Nel 2002 Reyes, che si trovava in carcere con Wise, finalmente confessa di essere stato lui a stuprare la ragazza. I Cinque di Central Park passano così ad essere chiamati i Cinque Esonerati. Dopo dodici anni di battaglia legale riceveranno il risarcimento dovuto: 41 milioni di dollari. “In some instances, it made it worse because people forgot that we hat to split it five ways. We had to pay attorney fees. And so now when you came in, they go ‘Oh, you got $40 million’ but it’s not true”, afferma Raymond: c’erano le spese legali da pagare, il risarcimento andava diviso per cinque e di sicuro non poteva sostituire gli anni persi. La città di New York non si è mai scusata con loro.
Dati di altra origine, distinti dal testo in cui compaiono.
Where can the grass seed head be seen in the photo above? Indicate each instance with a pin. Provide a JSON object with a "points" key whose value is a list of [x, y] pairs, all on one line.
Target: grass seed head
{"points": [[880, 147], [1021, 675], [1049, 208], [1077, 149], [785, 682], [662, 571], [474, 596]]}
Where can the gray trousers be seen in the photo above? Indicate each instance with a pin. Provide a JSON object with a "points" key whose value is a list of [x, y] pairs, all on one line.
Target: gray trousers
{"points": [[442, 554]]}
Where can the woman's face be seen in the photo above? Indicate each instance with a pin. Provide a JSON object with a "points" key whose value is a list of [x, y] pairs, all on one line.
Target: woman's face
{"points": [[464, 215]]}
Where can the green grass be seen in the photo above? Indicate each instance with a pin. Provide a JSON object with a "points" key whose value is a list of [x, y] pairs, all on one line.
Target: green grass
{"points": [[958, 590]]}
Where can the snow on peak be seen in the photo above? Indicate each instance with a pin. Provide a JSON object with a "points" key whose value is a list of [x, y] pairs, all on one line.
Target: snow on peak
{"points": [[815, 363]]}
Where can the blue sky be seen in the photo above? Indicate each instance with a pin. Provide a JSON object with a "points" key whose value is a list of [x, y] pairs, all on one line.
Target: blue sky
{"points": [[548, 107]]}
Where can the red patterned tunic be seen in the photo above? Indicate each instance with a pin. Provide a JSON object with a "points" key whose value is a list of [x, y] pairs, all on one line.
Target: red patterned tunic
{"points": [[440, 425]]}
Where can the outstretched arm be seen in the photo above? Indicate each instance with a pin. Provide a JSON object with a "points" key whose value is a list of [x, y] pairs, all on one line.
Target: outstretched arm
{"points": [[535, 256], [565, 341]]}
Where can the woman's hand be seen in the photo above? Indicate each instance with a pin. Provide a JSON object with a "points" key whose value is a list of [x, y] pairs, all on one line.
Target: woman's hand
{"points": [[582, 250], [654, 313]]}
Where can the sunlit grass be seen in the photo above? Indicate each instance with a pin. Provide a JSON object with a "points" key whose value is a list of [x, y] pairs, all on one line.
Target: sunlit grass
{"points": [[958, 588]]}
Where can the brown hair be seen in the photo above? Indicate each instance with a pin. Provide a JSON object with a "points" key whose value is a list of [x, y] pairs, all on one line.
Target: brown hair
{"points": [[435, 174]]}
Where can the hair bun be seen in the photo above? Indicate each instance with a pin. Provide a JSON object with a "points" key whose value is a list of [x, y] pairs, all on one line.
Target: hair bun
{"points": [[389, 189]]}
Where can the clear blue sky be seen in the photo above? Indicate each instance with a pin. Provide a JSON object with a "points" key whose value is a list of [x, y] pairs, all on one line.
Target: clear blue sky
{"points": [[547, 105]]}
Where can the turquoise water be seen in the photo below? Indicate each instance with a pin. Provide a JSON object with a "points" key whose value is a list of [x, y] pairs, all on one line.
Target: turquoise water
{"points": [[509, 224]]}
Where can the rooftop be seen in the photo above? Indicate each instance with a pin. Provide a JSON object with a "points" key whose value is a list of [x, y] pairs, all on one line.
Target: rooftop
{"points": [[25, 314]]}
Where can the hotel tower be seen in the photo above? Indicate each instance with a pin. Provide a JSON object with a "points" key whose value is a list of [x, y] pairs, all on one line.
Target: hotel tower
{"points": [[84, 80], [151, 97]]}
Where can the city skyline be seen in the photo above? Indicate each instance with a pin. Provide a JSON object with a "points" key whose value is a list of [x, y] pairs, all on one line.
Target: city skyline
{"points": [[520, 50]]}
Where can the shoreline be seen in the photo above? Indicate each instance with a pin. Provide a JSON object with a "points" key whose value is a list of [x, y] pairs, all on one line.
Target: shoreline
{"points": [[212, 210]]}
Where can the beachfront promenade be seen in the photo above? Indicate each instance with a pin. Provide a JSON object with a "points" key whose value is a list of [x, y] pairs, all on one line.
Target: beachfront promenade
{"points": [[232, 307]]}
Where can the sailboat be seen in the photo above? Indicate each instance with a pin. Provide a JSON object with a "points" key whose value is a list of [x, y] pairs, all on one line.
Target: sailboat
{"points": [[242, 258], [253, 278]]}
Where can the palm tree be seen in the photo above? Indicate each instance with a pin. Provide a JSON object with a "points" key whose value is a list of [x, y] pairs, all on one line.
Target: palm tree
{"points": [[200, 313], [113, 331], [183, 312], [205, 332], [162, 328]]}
Nel 2019 Ava DuVernay racconta la vicenda in una miniserie, When they see us (https://www.youtube.com/watch?v=IzhbMJt5s94), vincitrice di un Gotham Indipendent Film Awards come miglior serie rivelazione formato lungo e di un Premio Emmy per il miglior attore protagonista a Jharrel Jerome, oltre ad aver ricevuto numerose candidature per gli attori protagonisti e non, la regia e la sceneggiatura. La serie è disponibile su Netflix, dove per diverso tempo è stata in tendenza. Come hanno testimoniato lo stesso cast e il team dietro la realizzazione della serie, interpretarla e guardarla è un atto doloroso ma necessario, con l’obiettivo di raccontare, ascoltare e dare dignità alla vera storia dei cinque. Questo caso non rappresenta una falla in un sistema altrimenti efficiente: “it was built to be this way, to oppress, to control, to shape our culture in a specific way. It was built for profit, for political gain and power, and it is incumbent upon us. It lives off of us, our taxpayer dollars, our votes”, afferma Ava Duvernay. Il sistema carcerario vive della nostra ignoranza e non possiamo più permetterci di essere ignoranti: questo è il messaggio della regista e la spiegazione del perché sia un dovere, come esseri umani e cittadini, conoscere questa storia.
Insieme alla miniserie, su Netflix si trova anche l’intervista di Oprah Winfrey, When they see us now, che approfondisce alcuni aspetti della serie e della storia (e che per questo si consiglia di vedere solo dopo la serie) e soprattutto fa capire che quanto è stato girato non risente di forzature per fini drammatici. Nella stessa intervista, alla domanda “cosa hai imparato sul sistema giudiziario?”, l’attore che aveva interpretato l’avvocato difensore di Antron McCray nella miniserie risponde: “what did I learn about the justice system is that it’s the wrong name for it”.